Attilio Riccardi ci ha abituati a canzoni visionarie, scritte per stratificazione emotiva, in cui le suggestioni poetiche hanno la meglio su didascaliche costruzioni diegetiche. Le sue parole scivolano sempre come un flusso di coscienza, in cui l’apparente disordine produce soprattutto l’effetto di un coinvolgimento emozionale. Con “Atti”, in più, Riccardi apre le porte della sua interiorità. E lo fa con uno scarto spiazzante tra l’intimità della prospettiva adottata e la leggerezza di superficie che ammicca al pop e alla dance. Una produzione che vuole soprattutto tirare fuori il lato cinematico dell’estro compositivo del cantautore, quasi a costituirsi come colonna sonora degli “atti” teatrali in cui è strutturato il lavoro.
Se i testi di “Atti”, dunque, sono una finestra aperta sulle profondità immanenti dell’animo del loro autore, è la produzione che ne definisce più compiutamente la consapevolezza artistica. La ricerca timbrica affonda le radici in un mondo di elettronica analogica, spruzzata dalle delicatezze apportate dalle chitarre acustiche, che rivelano specifici punti di riferimento e svelano, al contempo, una spiccata sensibilità estetica, capace di calibrare con grande equilibrio elementi timbrici ricercati in una cornice pop, solo all’apparenza leggera e di facile ascolto.

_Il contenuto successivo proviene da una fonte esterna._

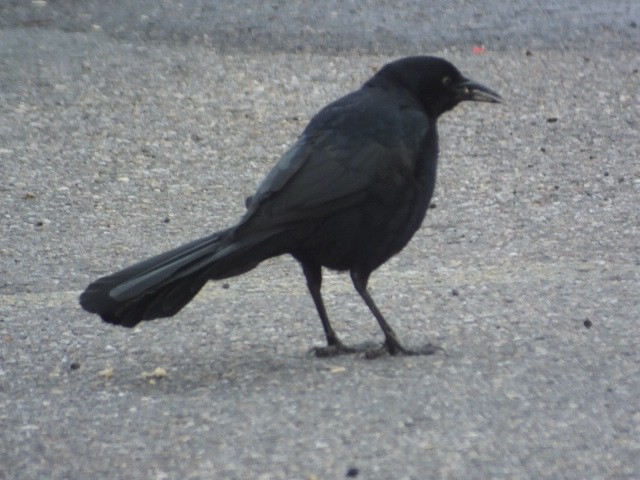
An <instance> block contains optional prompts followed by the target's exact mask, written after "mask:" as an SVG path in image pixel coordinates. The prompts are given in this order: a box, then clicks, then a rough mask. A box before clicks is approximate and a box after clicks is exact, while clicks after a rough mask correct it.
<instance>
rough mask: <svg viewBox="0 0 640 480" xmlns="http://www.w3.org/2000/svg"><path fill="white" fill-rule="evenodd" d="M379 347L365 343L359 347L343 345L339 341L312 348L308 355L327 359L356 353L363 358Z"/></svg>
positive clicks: (363, 343) (342, 344) (373, 344)
mask: <svg viewBox="0 0 640 480" xmlns="http://www.w3.org/2000/svg"><path fill="white" fill-rule="evenodd" d="M378 348H379V347H378V346H377V345H376V344H375V343H371V342H366V343H362V344H359V345H345V344H344V343H342V342H341V341H339V340H338V341H337V342H334V343H332V344H331V345H327V346H326V347H313V348H312V349H311V350H309V353H310V354H314V355H315V356H316V357H320V358H329V357H337V356H338V355H353V354H357V353H364V354H365V356H366V355H367V354H368V352H371V351H373V350H377V349H378Z"/></svg>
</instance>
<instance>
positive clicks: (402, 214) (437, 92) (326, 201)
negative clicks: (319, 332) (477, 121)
mask: <svg viewBox="0 0 640 480" xmlns="http://www.w3.org/2000/svg"><path fill="white" fill-rule="evenodd" d="M464 100H474V101H480V102H494V103H495V102H499V100H500V96H499V95H498V94H497V93H495V92H493V91H491V90H489V89H488V88H486V87H484V86H482V85H480V84H478V83H475V82H473V81H471V80H468V79H467V78H465V77H464V76H462V74H461V73H460V72H459V71H458V70H457V69H456V68H455V67H454V66H453V65H451V64H450V63H449V62H447V61H446V60H443V59H440V58H435V57H408V58H403V59H400V60H397V61H395V62H392V63H389V64H388V65H386V66H384V67H383V68H382V69H381V70H380V71H378V72H377V73H376V74H375V75H374V76H373V77H372V78H371V79H369V80H368V81H367V82H366V83H365V84H364V85H363V86H362V88H360V89H359V90H357V91H355V92H353V93H350V94H348V95H346V96H345V97H342V98H340V99H338V100H336V101H335V102H333V103H331V104H329V105H328V106H326V107H325V108H323V109H322V110H321V111H320V112H319V113H318V114H317V115H316V116H315V117H313V118H312V119H311V121H310V122H309V125H308V126H307V127H306V128H305V130H304V131H303V132H302V135H300V137H299V138H298V140H297V141H296V143H295V144H294V145H293V146H292V147H291V149H290V150H289V151H287V152H286V153H285V154H284V155H283V156H282V158H281V159H280V161H279V162H278V163H277V164H276V165H275V167H274V168H273V170H271V172H270V173H269V174H268V175H267V177H266V178H265V179H264V181H263V182H262V183H261V184H260V186H259V187H258V190H257V191H256V193H255V194H254V195H253V196H252V197H249V198H248V199H247V201H246V204H247V212H246V214H245V215H244V216H243V217H242V219H241V220H240V222H239V223H238V224H237V225H236V226H234V227H231V228H229V229H227V230H223V231H220V232H217V233H214V234H212V235H209V236H207V237H204V238H201V239H199V240H195V241H193V242H191V243H188V244H186V245H184V246H181V247H178V248H176V249H174V250H171V251H169V252H166V253H163V254H160V255H158V256H156V257H153V258H150V259H148V260H145V261H143V262H141V263H138V264H136V265H133V266H131V267H129V268H126V269H124V270H122V271H120V272H117V273H114V274H113V275H109V276H107V277H103V278H101V279H99V280H97V281H95V282H94V283H92V284H91V285H89V287H87V289H86V290H85V291H84V293H82V295H81V296H80V304H81V305H82V307H83V308H84V309H85V310H87V311H89V312H94V313H97V314H99V315H100V316H101V317H102V318H103V319H104V320H105V321H107V322H109V323H113V324H117V325H123V326H125V327H133V326H134V325H136V324H138V323H139V322H140V321H142V320H152V319H155V318H159V317H170V316H172V315H175V314H176V313H177V312H178V311H179V310H180V309H181V308H182V307H184V306H185V305H186V304H187V303H188V302H189V301H190V300H191V299H192V298H193V297H194V296H195V295H196V294H197V293H198V291H199V290H200V289H201V288H202V286H203V285H204V284H205V283H207V282H208V281H209V280H219V279H223V278H227V277H231V276H234V275H239V274H241V273H244V272H247V271H249V270H251V269H252V268H254V267H256V266H257V265H258V264H259V263H260V262H262V261H263V260H265V259H267V258H270V257H274V256H276V255H282V254H285V253H290V254H291V255H293V256H294V257H295V258H296V259H297V260H298V261H299V262H300V263H301V265H302V269H303V271H304V274H305V277H306V279H307V285H308V287H309V292H310V293H311V297H312V298H313V301H314V303H315V305H316V308H317V310H318V314H319V315H320V319H321V320H322V326H323V327H324V332H325V336H326V338H327V347H324V348H318V349H316V354H318V355H321V356H325V355H331V354H337V353H352V352H356V351H360V350H361V349H360V348H358V347H350V346H346V345H344V344H343V343H342V342H341V341H340V340H339V339H338V337H337V335H336V333H335V332H334V330H333V328H332V327H331V324H330V323H329V318H328V317H327V313H326V310H325V307H324V304H323V301H322V296H321V294H320V286H321V283H322V270H321V269H322V267H326V268H330V269H334V270H340V271H349V273H350V274H351V279H352V281H353V284H354V286H355V288H356V290H357V291H358V293H359V294H360V296H361V297H362V299H363V300H364V301H365V303H366V304H367V306H368V307H369V309H370V310H371V312H372V313H373V315H374V316H375V317H376V319H377V321H378V323H379V324H380V327H381V328H382V331H383V333H384V336H385V341H384V344H383V345H382V347H380V348H378V349H377V350H375V351H378V352H380V351H387V352H389V353H390V354H392V355H393V354H413V353H432V352H433V350H434V349H433V348H426V349H423V350H418V351H413V350H408V349H405V348H404V347H403V346H402V345H401V344H400V342H399V341H398V339H397V338H396V335H395V333H394V331H393V330H392V328H391V327H390V326H389V324H388V323H387V322H386V320H385V319H384V317H383V316H382V313H380V311H379V310H378V307H377V306H376V304H375V303H374V301H373V299H372V298H371V295H370V294H369V292H368V290H367V281H368V279H369V275H370V274H371V272H373V271H374V270H375V269H376V268H378V267H379V266H380V265H382V264H383V263H384V262H386V261H387V260H388V259H389V258H390V257H392V256H393V255H395V254H396V253H398V252H399V251H400V250H402V248H404V246H405V245H406V244H407V243H408V242H409V240H410V239H411V237H412V236H413V234H414V233H415V231H416V230H417V229H418V228H419V227H420V224H421V223H422V220H423V219H424V217H425V214H426V211H427V207H428V205H429V201H430V199H431V195H432V193H433V189H434V186H435V181H436V167H437V157H438V134H437V129H436V122H437V119H438V117H439V116H440V115H441V114H443V113H444V112H446V111H448V110H451V109H452V108H453V107H455V106H456V105H457V104H458V103H460V102H462V101H464ZM372 352H374V351H373V350H371V351H370V352H369V353H372Z"/></svg>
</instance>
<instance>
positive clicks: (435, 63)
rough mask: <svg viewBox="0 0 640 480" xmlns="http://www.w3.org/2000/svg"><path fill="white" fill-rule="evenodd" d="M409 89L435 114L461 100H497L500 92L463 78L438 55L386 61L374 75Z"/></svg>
mask: <svg viewBox="0 0 640 480" xmlns="http://www.w3.org/2000/svg"><path fill="white" fill-rule="evenodd" d="M376 78H380V79H382V80H383V81H386V82H391V83H392V84H393V85H395V86H400V87H401V88H405V89H406V90H408V91H409V93H410V94H411V95H413V96H414V97H416V98H417V99H418V100H419V101H420V103H421V104H422V105H423V106H424V108H425V110H426V111H427V112H428V113H429V114H430V115H433V116H435V117H438V116H439V115H441V114H443V113H444V112H446V111H448V110H451V109H452V108H453V107H455V106H456V105H457V104H458V103H460V102H463V101H465V100H472V101H475V102H491V103H499V102H500V95H498V94H497V93H496V92H494V91H493V90H491V89H489V88H487V87H485V86H484V85H481V84H479V83H477V82H474V81H473V80H469V79H468V78H466V77H464V76H463V75H462V74H461V73H460V72H459V71H458V69H457V68H456V67H454V66H453V65H452V64H451V63H449V62H448V61H446V60H444V59H442V58H438V57H407V58H402V59H400V60H397V61H395V62H392V63H389V64H387V65H385V66H384V67H382V69H381V70H380V71H379V72H378V73H377V74H376V75H375V76H374V78H373V79H372V80H375V79H376Z"/></svg>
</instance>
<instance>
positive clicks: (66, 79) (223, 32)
mask: <svg viewBox="0 0 640 480" xmlns="http://www.w3.org/2000/svg"><path fill="white" fill-rule="evenodd" d="M79 3H82V4H81V5H79ZM127 3H128V2H122V1H114V2H97V1H87V2H46V1H32V2H24V1H6V0H5V1H4V2H2V3H1V4H0V198H1V200H0V202H1V205H2V206H1V210H0V213H1V215H0V232H1V235H0V478H1V479H4V478H6V479H36V478H37V479H40V478H42V479H51V478H56V479H57V478H60V479H62V478H65V479H86V478H131V479H165V478H167V479H171V478H193V479H196V478H203V479H214V478H215V479H217V478H225V479H227V478H228V479H247V478H257V479H305V480H311V479H318V480H319V479H334V478H345V477H347V475H348V474H350V475H351V476H352V477H354V476H357V478H362V479H430V478H437V479H439V478H443V479H449V478H450V479H458V478H460V479H476V478H477V479H486V478H522V479H526V478H531V479H539V478H576V479H585V478H589V479H636V478H640V400H639V398H640V353H639V350H640V334H639V331H638V318H639V317H640V299H639V295H638V292H639V285H640V242H639V241H638V238H640V209H639V208H638V205H639V202H638V200H639V199H640V164H639V163H638V158H639V157H640V147H639V146H638V129H639V126H640V123H639V122H640V113H639V107H638V105H639V104H640V87H639V84H640V73H638V71H639V69H640V53H639V52H640V27H638V23H640V6H639V4H638V2H635V1H632V0H629V1H610V2H595V1H593V2H562V5H561V6H557V5H556V4H555V2H544V1H543V2H535V5H532V4H533V3H534V2H519V3H518V2H515V3H513V2H512V3H510V4H509V6H496V4H494V2H433V4H431V3H429V7H426V6H425V4H423V3H422V2H410V1H404V2H400V3H399V4H394V5H393V6H391V5H387V4H386V2H376V1H371V2H360V3H357V4H355V3H354V4H351V3H344V4H343V3H341V2H340V3H339V2H329V3H327V4H326V5H327V7H326V8H324V9H321V8H320V7H318V6H313V5H316V4H313V5H312V4H310V5H305V4H304V3H303V2H286V3H284V2H282V3H281V2H270V3H269V4H268V5H267V4H265V5H264V6H262V7H254V6H253V5H252V2H211V5H210V4H209V3H208V2H203V1H183V2H181V3H180V4H178V3H177V2H151V1H142V2H130V3H132V4H135V5H134V6H129V5H128V4H127ZM180 5H182V6H180ZM317 5H321V4H319V3H318V4H317ZM474 45H484V47H485V49H486V50H485V52H484V53H483V54H480V55H478V54H474V53H473V52H472V47H473V46H474ZM413 53H431V54H438V55H441V56H445V57H447V58H448V59H450V60H451V61H452V62H453V63H454V64H456V65H457V66H458V67H459V68H460V69H461V70H462V71H463V72H465V73H467V74H468V75H469V76H470V77H472V78H474V79H476V80H478V81H481V82H483V83H485V84H486V85H488V86H490V87H492V88H494V89H496V90H497V91H499V92H500V93H502V94H503V96H504V97H505V103H504V104H503V105H501V106H492V105H463V106H461V107H459V108H458V109H457V110H455V111H454V112H451V113H449V114H447V115H446V116H445V117H444V118H442V120H441V122H440V134H441V168H440V172H439V182H438V186H437V190H436V198H435V205H436V206H435V208H434V209H432V210H430V212H429V214H428V217H427V220H426V222H425V225H424V227H423V228H422V229H421V230H420V231H419V232H418V234H417V235H416V237H415V238H414V240H413V241H412V242H411V243H410V245H409V246H408V247H407V248H406V249H405V251H403V252H402V253H401V254H400V255H399V256H398V257H396V258H394V259H393V260H392V261H390V262H389V263H388V264H387V265H385V266H384V267H383V268H381V269H380V270H379V271H378V272H376V273H375V274H374V276H373V278H372V291H373V295H374V297H375V298H376V300H377V301H378V303H379V305H380V307H381V309H382V310H383V311H384V312H385V313H386V314H387V316H388V319H389V321H390V323H391V324H392V325H393V326H394V327H395V328H396V331H397V332H398V335H399V336H400V338H401V339H403V341H405V342H406V343H407V344H409V345H419V344H422V343H426V342H434V343H437V344H439V345H441V346H442V347H443V348H444V349H445V351H444V352H443V353H439V354H436V355H434V356H431V357H417V358H389V357H383V358H381V359H378V360H375V361H369V360H366V359H363V358H358V357H356V358H353V357H345V358H337V359H330V360H321V359H316V358H314V357H310V356H308V355H307V350H308V349H309V348H310V347H311V346H313V345H320V344H322V341H323V334H322V329H321V326H320V321H319V320H318V319H317V318H316V313H315V309H314V307H313V304H312V301H311V299H310V298H309V296H308V294H307V292H306V288H305V285H304V280H303V277H302V274H301V272H300V269H299V267H298V266H297V265H296V264H295V262H294V261H293V260H292V259H289V258H279V259H274V260H271V261H268V262H265V263H264V264H263V265H262V266H261V267H260V268H258V269H256V270H254V271H252V272H250V273H249V274H247V275H244V276H242V277H238V278H234V279H231V280H229V281H228V282H226V284H224V283H222V282H220V283H211V284H210V285H208V286H207V287H206V288H205V289H204V290H203V291H202V292H201V294H200V295H199V296H198V297H197V298H196V300H195V301H194V302H193V303H192V304H190V305H189V306H188V307H187V308H186V309H185V310H184V311H183V312H181V313H180V314H179V315H178V316H176V317H175V318H173V319H167V320H162V321H157V322H154V323H148V324H145V325H142V326H141V327H139V328H136V329H134V330H124V329H120V328H115V327H112V326H109V325H106V324H103V323H101V321H100V320H99V319H98V318H97V317H95V316H91V315H88V314H86V313H84V312H83V311H82V310H81V309H80V308H79V306H78V305H77V295H78V294H79V292H80V291H81V290H82V289H83V288H84V287H85V286H86V284H87V283H88V282H89V281H90V280H91V279H94V278H96V277H97V276H99V275H102V274H105V273H109V272H111V271H113V270H114V269H116V268H119V267H122V266H126V265H127V264H129V263H131V262H133V261H136V260H138V259H141V258H143V257H145V256H147V255H150V254H153V253H158V252H160V251H162V250H163V249H165V248H169V247H171V246H175V245H178V244H180V243H183V242H184V241H187V240H190V239H192V238H195V237H197V236H200V235H204V234H206V233H208V232H210V231H211V230H215V229H220V228H222V227H225V226H228V225H229V224H231V223H232V222H234V221H235V220H237V218H238V217H239V216H240V215H241V214H242V211H243V199H244V197H245V196H246V195H248V194H250V193H252V191H253V189H254V188H255V186H256V185H257V183H258V182H259V180H260V179H261V178H262V176H263V175H264V174H265V172H266V171H267V170H268V169H269V167H270V166H271V165H272V164H273V163H274V162H275V161H276V160H277V158H278V156H279V155H280V154H281V153H282V152H283V151H284V150H285V149H286V147H287V145H289V144H291V142H292V141H293V139H294V138H295V136H296V135H297V134H298V133H299V132H300V131H301V129H302V128H304V125H305V124H306V122H307V120H308V119H309V117H310V116H311V115H313V113H314V112H316V111H317V110H318V109H319V108H320V107H322V106H323V105H324V104H326V103H328V102H329V101H331V100H332V99H334V98H336V97H338V96H340V95H342V94H344V93H346V92H348V91H350V90H351V89H353V88H356V87H357V86H358V85H359V84H360V83H361V82H362V81H363V80H364V79H366V78H367V77H368V76H370V74H371V72H372V71H373V70H374V69H375V68H377V67H379V66H380V65H382V64H383V63H385V62H386V61H388V60H390V59H393V58H396V57H400V56H404V55H407V54H413ZM325 284H326V287H325V290H326V302H327V304H328V309H329V313H330V315H332V317H333V318H334V320H335V324H336V328H337V330H338V332H339V333H340V334H341V335H342V336H343V337H344V340H345V341H350V342H360V341H365V340H376V339H378V340H379V337H380V336H379V332H378V328H377V326H376V324H375V321H374V319H373V318H372V317H371V315H370V314H369V313H368V312H367V311H366V307H365V306H364V305H362V302H361V301H360V300H359V298H358V297H357V294H356V293H355V292H354V291H353V289H352V287H351V285H350V283H349V280H348V277H345V276H341V275H337V274H328V275H327V279H326V281H325ZM156 369H161V370H157V371H156ZM154 371H156V373H155V375H154V374H153V372H154Z"/></svg>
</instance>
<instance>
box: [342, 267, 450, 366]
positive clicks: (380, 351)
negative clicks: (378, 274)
mask: <svg viewBox="0 0 640 480" xmlns="http://www.w3.org/2000/svg"><path fill="white" fill-rule="evenodd" d="M351 280H352V281H353V285H354V286H355V287H356V290H357V291H358V293H359V294H360V296H361V297H362V299H363V300H364V303H366V304H367V307H369V310H371V313H373V315H374V317H376V320H377V321H378V323H379V324H380V328H381V329H382V333H384V344H383V345H382V347H381V348H378V349H375V350H370V351H368V352H367V358H376V357H378V356H380V355H383V354H384V353H385V352H389V354H390V355H398V354H401V355H433V354H434V353H435V352H436V351H438V350H441V348H440V347H435V346H433V345H426V346H425V347H423V348H421V349H420V350H408V349H406V348H404V347H403V346H402V345H401V344H400V341H399V340H398V337H397V336H396V332H394V331H393V329H392V328H391V326H390V325H389V324H388V323H387V321H386V320H385V318H384V316H383V315H382V313H381V312H380V310H379V309H378V306H377V305H376V303H375V302H374V301H373V298H371V295H370V294H369V291H368V290H367V282H368V280H369V275H363V274H361V273H360V272H358V271H356V270H352V271H351Z"/></svg>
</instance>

Questo sapiente bilanciamento tra peso emotivo e accuratezza sonora è la vera cifra stilistica del disco, un lavoro che dimostra come l’urgenza di mettere ordine nel caos possa trasformarsi in un’opera coinvolgente e stimolante. “Atti”, con la sua architettura sonora impeccabile e la sua naturale forza empatica, rappresenta l’invito a trovare anche nelle nostre crepe la luce per la prossima, inevitabile, rinascita.